MUMBAI: Upholding their right to water, the Bombay high court on Monday directed the Brihanmumbai Municipal Corporation to formulate a policy by the end of February 2015 to provide supply in some form to persons occupying illegal hutments erected after January 1, 2000, the cut-off date for regularised slums here.A division bench of Justices Abhay Oka and A S Gadkari granted interim relief, in a PIL by Pani Haq Samiti, challenging a March 1996 government circular directing the local authorities to ensure water would not be provided to unauthorised constructions/structures. The NGO contended that water was integral to Article 21 (Right to Life) of the Constitution, and that no state agency or instrumentality could deny water supply to a citizen who occupies illegal hutments after January 1, 2000.The judges said Right to Life included right to food and water, and the “state cannot deny water to a citizen as he is residing in a structure illegally”. The bench said even if water was provided to a person who occupied an illegal structure, it did not create equity in his favour and did not affect the illegal nature of the structure. They noted that even electricity was being provided to illegal slums. The bench said neither the state nor the BMC had disputed that many slums had come up after January 1, 2000, despite the policy to deny them water.It observed that a person staying in an illegal structure or slum “cannot claim right on par with a law-abiding citizen who has constructed his house after obtaining permission or occupying an authorised construction”. The BMC was directed to “provide for payment at higher rates as those given to authorised premises” and that “water supply would not be necessarily by providing water lines to individual hutments or colonies”.

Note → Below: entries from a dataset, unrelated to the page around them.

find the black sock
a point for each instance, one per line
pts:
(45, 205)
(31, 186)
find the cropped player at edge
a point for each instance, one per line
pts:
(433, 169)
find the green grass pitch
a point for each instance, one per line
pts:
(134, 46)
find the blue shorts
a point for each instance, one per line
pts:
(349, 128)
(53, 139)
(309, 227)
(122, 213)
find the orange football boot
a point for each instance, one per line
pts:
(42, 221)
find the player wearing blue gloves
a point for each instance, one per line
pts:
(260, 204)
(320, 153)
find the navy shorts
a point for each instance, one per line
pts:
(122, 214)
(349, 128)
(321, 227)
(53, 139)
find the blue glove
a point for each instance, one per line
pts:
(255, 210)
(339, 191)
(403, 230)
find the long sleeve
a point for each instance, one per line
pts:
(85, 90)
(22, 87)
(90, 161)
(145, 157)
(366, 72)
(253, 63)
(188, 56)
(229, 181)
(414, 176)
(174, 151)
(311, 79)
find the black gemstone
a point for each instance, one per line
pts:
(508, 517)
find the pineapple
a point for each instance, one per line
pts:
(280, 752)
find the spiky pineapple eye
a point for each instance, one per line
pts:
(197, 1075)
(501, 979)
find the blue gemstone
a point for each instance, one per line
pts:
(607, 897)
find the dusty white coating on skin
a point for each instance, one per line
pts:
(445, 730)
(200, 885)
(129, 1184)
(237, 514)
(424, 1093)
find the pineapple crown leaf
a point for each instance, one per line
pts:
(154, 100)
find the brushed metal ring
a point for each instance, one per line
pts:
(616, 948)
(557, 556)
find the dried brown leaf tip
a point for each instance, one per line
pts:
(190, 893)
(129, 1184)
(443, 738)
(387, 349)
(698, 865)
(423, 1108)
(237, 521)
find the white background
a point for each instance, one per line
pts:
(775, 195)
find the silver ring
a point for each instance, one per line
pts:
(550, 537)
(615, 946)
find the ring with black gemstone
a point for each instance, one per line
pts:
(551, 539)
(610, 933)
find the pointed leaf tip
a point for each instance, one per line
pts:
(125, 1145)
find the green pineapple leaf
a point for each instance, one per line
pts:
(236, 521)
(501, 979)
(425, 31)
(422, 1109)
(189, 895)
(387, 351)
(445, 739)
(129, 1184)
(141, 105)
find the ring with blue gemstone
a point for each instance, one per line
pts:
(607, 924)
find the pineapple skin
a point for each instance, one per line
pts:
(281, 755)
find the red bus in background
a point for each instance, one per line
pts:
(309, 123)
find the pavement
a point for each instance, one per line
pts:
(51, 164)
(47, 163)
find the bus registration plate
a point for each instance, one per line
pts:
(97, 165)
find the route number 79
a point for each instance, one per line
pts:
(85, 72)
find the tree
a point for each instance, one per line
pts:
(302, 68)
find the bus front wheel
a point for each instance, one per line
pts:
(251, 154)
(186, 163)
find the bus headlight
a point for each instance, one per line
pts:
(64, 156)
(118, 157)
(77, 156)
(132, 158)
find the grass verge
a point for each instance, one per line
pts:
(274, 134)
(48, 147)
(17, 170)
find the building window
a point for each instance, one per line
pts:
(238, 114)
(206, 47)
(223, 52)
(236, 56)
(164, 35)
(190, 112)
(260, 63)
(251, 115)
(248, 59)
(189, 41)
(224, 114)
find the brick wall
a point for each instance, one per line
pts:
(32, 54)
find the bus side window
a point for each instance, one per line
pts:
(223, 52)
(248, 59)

The court rapped the authorities for their failure to prevent illegal structures in Mumbai and to take action against them, saying they were under obligation to ensure they do not come up, and if they do, to expeditiously demolish them. The judges said the issue of Mumbai slums was “very complicated”, and the state government had regularised illegal slums in 1995 and 2000. “Hope is given to persons occupying illegal slums by regularising hutments by policy decisions. Perhaps that may be a reason people occupy illegal hutments with the hope that the state government will come up with a third policy decision,” they added.
Slums post-1995 must go: Sena
The Shiv Sena will stick to it stand of opposing illegal slums and providing water to them. After the Bombay high court directed the Brihanmumbai Municipal Corpration (BMC) to evolve a policy to provide water in some form to residents occupying illegal slums erected after January 1, 2000.
Shailesh Phanse, Sena leader and chairman of the civic standing committee, said their stand about illegal slums was unchanged. “All slums post-1995 should go. They are illegal,” said Phanse.
He said residents from illegal slums can buy limited buckets of water for drinking and other purpose. “If they are buying a bucket of water at Rs10, later they will get 1,000 litres at less than Rs10, which they will use carelessly,” Phanse said.